Treacherous Testing


Lauren Benton

The projector flashes a digital clock on the board, keeping close watch on the time slowly but surely ticking away. The building, unforgivingly cold, is packed with students stressing over their progress thus far. Two teachers walk around the classroom, monitoring the activity of every student inside.

Last week, College Park hosted PSAT testing for sophomores, juniors and some freshman, and for the senior Cavaliers who signed up, SAT and TSI testing as well. But what exactly are these infamous exams, and what are they testing?

The College Board, formed in December of 1899 as the College Entrance Examination Board, was created to expand access to higher education. The SAT was created by Carl C. Brigham, and the test was first administered in 1926, and the PSAT was later created as a way to prepare students for the SAT. The TSI, specific to the state of Texas, was created in 2003 as a replacement for the TASP. All three tests test students’ writing, reading, and math skills. 

Though traditionally these tests have been used as a form of college entrance exams for high school students across the country, more schools have gone test optional or have stopped requiring testing completely since 2020 and the COVID Pandemic. These recent changes are causing many students to wonder whether or not to take these kinds of tests at all.
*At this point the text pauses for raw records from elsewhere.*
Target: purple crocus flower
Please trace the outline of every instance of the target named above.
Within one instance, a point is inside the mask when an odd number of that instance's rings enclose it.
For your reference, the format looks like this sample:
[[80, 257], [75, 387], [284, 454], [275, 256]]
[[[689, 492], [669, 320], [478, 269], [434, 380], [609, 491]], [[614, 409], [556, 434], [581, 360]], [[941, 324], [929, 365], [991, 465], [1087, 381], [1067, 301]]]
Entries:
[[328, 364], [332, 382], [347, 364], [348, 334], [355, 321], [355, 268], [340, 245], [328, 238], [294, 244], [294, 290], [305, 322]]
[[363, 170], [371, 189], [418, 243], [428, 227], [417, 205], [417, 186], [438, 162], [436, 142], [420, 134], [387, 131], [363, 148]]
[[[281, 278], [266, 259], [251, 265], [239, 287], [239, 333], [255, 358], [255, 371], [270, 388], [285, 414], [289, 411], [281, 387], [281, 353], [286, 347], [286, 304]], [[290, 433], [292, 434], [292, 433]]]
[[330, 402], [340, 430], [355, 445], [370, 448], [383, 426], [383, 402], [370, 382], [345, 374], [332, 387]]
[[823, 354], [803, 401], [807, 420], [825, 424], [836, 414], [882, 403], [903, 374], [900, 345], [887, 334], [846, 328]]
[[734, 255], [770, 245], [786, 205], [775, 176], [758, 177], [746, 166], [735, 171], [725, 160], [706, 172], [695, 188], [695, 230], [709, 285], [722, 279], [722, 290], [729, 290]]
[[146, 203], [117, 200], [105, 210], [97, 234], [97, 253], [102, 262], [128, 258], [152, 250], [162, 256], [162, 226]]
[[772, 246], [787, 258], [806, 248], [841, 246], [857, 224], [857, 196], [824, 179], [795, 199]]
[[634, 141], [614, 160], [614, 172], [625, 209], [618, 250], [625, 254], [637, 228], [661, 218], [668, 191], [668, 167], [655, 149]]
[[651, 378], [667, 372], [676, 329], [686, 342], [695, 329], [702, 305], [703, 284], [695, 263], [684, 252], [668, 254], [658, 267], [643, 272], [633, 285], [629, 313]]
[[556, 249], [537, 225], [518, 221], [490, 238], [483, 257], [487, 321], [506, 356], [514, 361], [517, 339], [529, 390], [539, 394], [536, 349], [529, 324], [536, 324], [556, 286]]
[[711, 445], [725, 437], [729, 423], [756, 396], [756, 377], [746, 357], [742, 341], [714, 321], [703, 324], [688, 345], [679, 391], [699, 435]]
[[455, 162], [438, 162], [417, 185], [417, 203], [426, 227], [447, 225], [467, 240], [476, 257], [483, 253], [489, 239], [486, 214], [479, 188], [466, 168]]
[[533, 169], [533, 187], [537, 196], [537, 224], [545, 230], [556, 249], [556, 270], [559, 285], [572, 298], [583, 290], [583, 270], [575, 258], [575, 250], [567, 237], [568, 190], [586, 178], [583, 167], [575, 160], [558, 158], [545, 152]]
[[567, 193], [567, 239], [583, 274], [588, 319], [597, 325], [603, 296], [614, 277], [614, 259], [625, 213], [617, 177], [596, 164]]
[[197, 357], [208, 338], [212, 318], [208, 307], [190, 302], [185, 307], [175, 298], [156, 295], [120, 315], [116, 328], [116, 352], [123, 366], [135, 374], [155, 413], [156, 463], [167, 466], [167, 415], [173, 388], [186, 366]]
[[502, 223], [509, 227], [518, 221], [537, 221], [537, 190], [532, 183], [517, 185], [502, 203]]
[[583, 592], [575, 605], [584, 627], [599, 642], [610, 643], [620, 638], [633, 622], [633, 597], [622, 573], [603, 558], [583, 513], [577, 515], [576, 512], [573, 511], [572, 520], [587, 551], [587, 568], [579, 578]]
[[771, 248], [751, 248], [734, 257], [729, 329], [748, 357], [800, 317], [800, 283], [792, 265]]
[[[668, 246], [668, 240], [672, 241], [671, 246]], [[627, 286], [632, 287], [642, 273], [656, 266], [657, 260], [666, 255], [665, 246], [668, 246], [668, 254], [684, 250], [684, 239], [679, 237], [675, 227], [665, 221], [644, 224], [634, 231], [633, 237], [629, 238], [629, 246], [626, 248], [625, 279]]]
If you are deliberating if you should take the SAT or TSI, you should note that all students are eligible for one free SAT given on a school day and that sending your test scores to colleges- while free if you send them on test day- are completely optional. No harm is done by taking the test. But if you are going on to pursue higher education, you should consider your major; if you’re going into a liberal arts major, your math score may not matter as much as your reading and writing scores. Similarly, if you’re going into a fine arts major, these tests may not apply to your admissions process at all. The majority of STEM-specializing institutions will continue to require test scores, but unless you are going to pursue a path in a STEM-related field, students should consider what their future plans are when making a decision on testing. 

Here at College Park, it is also important to recognize that there are resources available to students who would like to get advice or assistance on making decisions on their testing: Dr. Creel and her secretary, Mrs. Jones, are just a short walk away in the College Career Center, and the counselors are happy to have a meeting with students.